# What do they mean yeast slurry in the skeeter pee recipe?



## abefroman (Nov 17, 2010)

What do they mean yeast slurry in the skeeter pee recipe?

That's better than regular yeast in the packet?


----------



## Arne (Nov 17, 2010)

It is all the leftovers from when you rack another wine from the primary to the secondary. I usually try and give it a little nutrient and energizer, a little warm water and some sugar. Get it fermenting good again and pitch it in your pee. Lemon is a little tough to start fermenting, and the slurry gives you a running start. If you make a good strong yeast starter, you do not need to use the slurry. I have tried both ways and it starts much better and easier with the slurry. Good luck, Arne.


----------



## onetoomany (Nov 17, 2010)

when you make wine of any kind you end up with sediment at the bottom of the carboy..when you rack to clear wine the slurry is what is left behind..thats what you would add your yeast nutrients,tannins,sugar,water,lemon juice,ect..and if you like mikes hard lemonade you will like skeeter pee..let it go dry ..taste it.. then sweeten if you like.


----------



## djrockinsteve (Nov 17, 2010)

When you use the slurry (sediment) your skeeter pee will take on the flavor of the previous wine. Grape, Strawberry etc.

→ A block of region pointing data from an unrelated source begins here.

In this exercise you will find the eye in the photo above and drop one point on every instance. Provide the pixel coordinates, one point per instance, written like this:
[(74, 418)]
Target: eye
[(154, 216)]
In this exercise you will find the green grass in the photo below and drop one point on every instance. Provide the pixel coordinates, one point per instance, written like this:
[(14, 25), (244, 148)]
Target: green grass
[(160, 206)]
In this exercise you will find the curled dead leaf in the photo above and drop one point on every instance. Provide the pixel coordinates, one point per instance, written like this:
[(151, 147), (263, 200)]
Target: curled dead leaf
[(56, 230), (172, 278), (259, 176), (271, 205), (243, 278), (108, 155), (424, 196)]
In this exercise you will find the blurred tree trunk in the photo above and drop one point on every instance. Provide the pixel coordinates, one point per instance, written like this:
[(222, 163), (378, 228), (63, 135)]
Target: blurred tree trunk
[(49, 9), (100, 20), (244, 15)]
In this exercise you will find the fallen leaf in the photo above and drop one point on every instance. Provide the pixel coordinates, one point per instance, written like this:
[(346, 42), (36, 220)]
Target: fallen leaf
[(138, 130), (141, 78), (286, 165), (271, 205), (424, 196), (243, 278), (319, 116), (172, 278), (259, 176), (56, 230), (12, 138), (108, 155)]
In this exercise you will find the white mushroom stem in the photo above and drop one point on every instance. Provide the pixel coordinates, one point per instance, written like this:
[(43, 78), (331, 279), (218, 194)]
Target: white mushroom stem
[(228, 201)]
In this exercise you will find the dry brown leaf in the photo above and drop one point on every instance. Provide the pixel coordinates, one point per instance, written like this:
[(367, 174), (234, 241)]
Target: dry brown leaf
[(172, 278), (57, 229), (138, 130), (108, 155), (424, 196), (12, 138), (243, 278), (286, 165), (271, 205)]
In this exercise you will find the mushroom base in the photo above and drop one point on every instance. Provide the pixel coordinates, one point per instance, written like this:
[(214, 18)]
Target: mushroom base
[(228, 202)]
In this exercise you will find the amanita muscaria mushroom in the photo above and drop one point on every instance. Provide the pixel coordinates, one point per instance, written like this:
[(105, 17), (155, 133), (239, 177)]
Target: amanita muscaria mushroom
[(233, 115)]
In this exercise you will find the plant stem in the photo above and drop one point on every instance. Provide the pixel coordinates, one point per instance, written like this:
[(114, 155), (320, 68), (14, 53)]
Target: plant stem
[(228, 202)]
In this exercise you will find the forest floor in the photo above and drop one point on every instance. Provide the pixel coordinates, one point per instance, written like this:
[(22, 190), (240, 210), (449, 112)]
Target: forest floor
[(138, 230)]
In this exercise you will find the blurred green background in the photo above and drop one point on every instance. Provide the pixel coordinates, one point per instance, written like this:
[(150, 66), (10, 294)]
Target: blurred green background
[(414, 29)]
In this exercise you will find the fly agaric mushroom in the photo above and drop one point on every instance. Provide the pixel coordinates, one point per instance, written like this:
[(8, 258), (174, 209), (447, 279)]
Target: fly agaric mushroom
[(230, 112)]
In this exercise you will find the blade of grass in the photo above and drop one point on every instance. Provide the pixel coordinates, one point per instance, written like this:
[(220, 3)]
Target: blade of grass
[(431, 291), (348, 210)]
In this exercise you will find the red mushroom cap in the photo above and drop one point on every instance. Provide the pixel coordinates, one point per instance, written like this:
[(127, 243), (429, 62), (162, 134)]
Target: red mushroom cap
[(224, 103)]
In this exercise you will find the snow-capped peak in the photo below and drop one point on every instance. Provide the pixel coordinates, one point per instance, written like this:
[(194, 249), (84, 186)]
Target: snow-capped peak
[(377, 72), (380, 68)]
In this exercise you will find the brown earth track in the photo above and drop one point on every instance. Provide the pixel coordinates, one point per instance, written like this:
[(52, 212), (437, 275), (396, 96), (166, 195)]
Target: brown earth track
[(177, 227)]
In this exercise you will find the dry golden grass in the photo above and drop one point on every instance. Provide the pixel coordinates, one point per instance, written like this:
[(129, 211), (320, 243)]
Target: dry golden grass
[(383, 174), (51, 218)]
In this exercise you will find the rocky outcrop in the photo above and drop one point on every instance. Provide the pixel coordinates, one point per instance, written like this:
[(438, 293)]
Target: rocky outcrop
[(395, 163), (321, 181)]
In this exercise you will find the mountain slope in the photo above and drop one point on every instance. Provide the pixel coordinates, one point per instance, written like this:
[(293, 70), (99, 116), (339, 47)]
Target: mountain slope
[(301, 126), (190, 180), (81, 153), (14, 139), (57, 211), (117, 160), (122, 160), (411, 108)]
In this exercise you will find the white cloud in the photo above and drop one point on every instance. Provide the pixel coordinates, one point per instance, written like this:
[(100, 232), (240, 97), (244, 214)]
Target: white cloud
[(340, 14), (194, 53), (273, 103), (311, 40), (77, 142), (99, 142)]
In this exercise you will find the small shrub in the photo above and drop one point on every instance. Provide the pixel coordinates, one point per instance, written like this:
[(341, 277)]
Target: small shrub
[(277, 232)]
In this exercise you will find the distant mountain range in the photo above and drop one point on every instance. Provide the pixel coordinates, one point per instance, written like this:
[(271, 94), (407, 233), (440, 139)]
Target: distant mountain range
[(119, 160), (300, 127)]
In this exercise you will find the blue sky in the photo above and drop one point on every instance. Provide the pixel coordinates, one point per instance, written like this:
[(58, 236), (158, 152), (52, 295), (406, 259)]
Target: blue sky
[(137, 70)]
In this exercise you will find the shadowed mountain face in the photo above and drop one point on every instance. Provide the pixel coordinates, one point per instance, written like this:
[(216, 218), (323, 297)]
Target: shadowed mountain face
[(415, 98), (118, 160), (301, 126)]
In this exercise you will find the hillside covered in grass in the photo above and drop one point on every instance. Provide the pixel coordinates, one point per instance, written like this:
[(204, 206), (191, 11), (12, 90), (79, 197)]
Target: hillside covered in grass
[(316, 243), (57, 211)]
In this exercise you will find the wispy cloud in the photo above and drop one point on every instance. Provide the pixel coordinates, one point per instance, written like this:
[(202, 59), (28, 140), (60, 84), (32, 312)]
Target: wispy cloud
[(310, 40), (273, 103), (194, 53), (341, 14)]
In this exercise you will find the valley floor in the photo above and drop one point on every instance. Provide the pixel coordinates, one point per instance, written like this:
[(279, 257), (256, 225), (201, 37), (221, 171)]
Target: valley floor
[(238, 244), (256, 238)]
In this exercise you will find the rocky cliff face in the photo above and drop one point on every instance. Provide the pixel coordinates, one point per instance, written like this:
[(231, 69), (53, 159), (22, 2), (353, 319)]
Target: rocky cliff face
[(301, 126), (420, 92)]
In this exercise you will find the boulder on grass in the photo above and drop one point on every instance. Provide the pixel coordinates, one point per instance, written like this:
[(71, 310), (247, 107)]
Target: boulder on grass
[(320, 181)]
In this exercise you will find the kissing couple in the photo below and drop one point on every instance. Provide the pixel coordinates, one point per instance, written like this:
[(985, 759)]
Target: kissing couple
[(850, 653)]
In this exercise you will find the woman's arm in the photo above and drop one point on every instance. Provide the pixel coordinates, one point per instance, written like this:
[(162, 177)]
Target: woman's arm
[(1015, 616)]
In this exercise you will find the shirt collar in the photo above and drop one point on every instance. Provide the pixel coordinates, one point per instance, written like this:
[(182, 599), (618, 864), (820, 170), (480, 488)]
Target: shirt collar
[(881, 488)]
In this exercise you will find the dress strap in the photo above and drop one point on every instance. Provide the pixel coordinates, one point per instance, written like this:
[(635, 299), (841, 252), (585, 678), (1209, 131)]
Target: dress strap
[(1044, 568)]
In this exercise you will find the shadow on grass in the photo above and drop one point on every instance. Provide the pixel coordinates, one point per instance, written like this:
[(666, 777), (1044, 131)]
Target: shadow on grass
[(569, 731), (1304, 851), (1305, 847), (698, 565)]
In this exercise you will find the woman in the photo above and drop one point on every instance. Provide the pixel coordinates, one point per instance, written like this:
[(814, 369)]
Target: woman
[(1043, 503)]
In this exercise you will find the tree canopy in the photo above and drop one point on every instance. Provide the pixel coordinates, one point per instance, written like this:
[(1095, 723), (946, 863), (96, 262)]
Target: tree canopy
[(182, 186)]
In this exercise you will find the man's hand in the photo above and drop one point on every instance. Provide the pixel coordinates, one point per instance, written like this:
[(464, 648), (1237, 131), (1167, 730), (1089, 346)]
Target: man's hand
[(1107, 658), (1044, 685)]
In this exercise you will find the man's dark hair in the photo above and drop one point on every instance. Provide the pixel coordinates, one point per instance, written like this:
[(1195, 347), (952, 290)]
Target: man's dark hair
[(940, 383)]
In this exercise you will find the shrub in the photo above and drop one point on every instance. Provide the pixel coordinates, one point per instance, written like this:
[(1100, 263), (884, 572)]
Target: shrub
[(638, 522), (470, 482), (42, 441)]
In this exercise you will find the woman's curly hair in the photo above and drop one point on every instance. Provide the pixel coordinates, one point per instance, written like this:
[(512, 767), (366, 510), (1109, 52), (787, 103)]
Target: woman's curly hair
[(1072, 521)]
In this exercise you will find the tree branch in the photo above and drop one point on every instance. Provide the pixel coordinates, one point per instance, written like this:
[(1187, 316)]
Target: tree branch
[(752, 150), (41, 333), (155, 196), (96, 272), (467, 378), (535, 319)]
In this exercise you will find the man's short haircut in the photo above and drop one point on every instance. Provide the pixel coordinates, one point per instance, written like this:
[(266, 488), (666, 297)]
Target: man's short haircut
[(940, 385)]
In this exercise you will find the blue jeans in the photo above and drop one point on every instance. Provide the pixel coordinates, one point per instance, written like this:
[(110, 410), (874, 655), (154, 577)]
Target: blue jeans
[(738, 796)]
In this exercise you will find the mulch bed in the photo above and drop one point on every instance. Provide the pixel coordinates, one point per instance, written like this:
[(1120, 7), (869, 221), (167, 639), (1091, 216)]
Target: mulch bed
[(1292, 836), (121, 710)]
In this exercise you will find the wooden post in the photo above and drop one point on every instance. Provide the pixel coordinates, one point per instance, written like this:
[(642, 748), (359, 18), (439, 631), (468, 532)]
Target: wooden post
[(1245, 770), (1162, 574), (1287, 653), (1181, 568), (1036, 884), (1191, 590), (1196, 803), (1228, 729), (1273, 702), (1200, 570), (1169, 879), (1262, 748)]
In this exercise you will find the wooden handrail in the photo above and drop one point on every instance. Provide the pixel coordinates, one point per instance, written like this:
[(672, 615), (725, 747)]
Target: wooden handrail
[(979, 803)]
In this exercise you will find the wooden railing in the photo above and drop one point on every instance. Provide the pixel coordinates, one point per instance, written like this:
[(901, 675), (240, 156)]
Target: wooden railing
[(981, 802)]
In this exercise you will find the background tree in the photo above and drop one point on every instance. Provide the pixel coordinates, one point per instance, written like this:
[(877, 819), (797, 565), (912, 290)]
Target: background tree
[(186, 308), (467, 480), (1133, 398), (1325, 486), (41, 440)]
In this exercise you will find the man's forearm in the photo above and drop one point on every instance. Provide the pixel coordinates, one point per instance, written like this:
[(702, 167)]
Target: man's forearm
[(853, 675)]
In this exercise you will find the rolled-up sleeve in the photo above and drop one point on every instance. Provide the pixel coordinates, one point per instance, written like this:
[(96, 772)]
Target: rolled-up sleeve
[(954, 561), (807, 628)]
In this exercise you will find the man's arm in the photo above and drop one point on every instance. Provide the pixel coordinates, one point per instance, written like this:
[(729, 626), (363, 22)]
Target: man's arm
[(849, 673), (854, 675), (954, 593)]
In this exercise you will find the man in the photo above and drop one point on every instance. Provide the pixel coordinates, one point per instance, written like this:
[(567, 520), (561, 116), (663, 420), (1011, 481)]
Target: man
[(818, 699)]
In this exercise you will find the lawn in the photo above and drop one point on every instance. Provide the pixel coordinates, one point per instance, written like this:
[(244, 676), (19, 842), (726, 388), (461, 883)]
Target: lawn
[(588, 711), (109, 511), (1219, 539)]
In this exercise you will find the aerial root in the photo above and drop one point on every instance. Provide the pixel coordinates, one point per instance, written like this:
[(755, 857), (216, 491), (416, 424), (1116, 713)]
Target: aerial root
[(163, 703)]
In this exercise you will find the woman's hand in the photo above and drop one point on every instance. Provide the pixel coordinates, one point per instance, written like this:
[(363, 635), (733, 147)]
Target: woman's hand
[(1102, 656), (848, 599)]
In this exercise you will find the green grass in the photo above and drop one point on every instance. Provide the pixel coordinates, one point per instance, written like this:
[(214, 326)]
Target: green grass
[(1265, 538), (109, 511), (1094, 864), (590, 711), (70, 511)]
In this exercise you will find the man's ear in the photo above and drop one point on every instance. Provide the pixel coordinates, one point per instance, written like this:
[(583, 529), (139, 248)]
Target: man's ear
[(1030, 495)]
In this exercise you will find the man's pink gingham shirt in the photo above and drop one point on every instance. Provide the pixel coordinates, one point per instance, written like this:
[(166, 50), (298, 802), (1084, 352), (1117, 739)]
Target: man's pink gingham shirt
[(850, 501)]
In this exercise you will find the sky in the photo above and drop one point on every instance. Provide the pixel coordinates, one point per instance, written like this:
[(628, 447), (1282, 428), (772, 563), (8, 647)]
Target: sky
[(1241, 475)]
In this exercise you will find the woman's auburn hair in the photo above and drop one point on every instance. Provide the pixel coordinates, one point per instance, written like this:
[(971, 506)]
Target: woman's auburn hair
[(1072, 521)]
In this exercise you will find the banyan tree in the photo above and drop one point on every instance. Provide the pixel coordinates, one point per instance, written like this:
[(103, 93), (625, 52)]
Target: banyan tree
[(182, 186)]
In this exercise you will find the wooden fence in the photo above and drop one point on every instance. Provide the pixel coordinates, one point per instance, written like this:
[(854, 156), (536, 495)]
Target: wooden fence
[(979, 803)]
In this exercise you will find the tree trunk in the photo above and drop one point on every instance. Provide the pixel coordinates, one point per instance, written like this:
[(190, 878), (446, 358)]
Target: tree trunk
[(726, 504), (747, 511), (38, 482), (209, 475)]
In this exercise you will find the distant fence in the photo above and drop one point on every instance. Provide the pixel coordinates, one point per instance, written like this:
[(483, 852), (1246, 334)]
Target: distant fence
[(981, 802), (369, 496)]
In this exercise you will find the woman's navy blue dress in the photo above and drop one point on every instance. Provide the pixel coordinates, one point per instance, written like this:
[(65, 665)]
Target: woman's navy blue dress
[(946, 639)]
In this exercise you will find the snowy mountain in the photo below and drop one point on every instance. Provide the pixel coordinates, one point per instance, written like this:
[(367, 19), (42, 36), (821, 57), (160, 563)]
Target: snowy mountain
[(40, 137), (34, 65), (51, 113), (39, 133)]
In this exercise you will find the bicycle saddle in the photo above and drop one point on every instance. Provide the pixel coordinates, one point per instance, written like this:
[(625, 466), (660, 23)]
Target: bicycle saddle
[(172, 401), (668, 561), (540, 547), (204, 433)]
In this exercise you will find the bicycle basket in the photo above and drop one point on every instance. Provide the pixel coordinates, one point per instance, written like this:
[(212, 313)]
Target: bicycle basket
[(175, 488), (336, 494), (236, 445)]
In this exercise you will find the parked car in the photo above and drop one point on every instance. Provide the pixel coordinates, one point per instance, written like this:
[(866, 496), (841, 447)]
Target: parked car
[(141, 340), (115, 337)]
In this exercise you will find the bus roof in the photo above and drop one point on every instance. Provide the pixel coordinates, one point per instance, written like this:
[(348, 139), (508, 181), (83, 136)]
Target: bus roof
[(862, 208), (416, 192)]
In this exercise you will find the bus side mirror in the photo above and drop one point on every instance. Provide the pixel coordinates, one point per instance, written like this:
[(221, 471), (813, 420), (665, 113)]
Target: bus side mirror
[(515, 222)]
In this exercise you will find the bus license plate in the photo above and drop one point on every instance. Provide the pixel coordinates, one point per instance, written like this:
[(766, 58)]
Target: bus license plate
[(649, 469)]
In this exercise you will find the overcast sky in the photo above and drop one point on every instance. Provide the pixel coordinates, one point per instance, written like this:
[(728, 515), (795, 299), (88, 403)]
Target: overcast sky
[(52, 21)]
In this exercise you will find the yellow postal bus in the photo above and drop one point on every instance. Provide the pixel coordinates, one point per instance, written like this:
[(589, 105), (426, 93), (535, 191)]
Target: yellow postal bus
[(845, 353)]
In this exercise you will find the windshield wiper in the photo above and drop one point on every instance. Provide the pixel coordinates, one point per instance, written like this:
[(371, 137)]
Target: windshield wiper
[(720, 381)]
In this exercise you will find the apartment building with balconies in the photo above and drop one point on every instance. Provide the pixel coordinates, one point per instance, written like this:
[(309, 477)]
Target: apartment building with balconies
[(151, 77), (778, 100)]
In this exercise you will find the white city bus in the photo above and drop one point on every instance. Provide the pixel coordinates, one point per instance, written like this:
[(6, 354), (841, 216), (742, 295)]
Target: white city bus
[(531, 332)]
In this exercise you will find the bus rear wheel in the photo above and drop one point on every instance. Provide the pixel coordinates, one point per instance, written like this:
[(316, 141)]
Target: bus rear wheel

Plain s.p. is great to. Since it's a little more difficult to get up and going add one btl. of lemon until your yeasts are going good. Then you can add the others.

Once you start, you can't stop!


----------



## abefroman (Nov 17, 2010)

Looks like I'll need to start another primary ::::::::::::::::


----------



## djrockinsteve (Nov 17, 2010)

I get my buckets rolling then I start to onder what I'm gonna transfer them to. Gotta bottle something quick.


----------



## Arne (Nov 17, 2010)

Ya Steve, 
Next problem gotta get some more bottles. Or gotta clean a bunch of bottles. Arne.


----------



## Darleeka (Oct 11, 2016)

*To bottle or not to bottle....*



djrockinsteve said:


> I get my buckets rolling then I start to onder what I'm gonna transfer them to. Gotta bottle something quick.


I'm thinking of storing my wines in the demijohns then bottling in screw top wine bottles just before drinking, does anyone else do that??


----------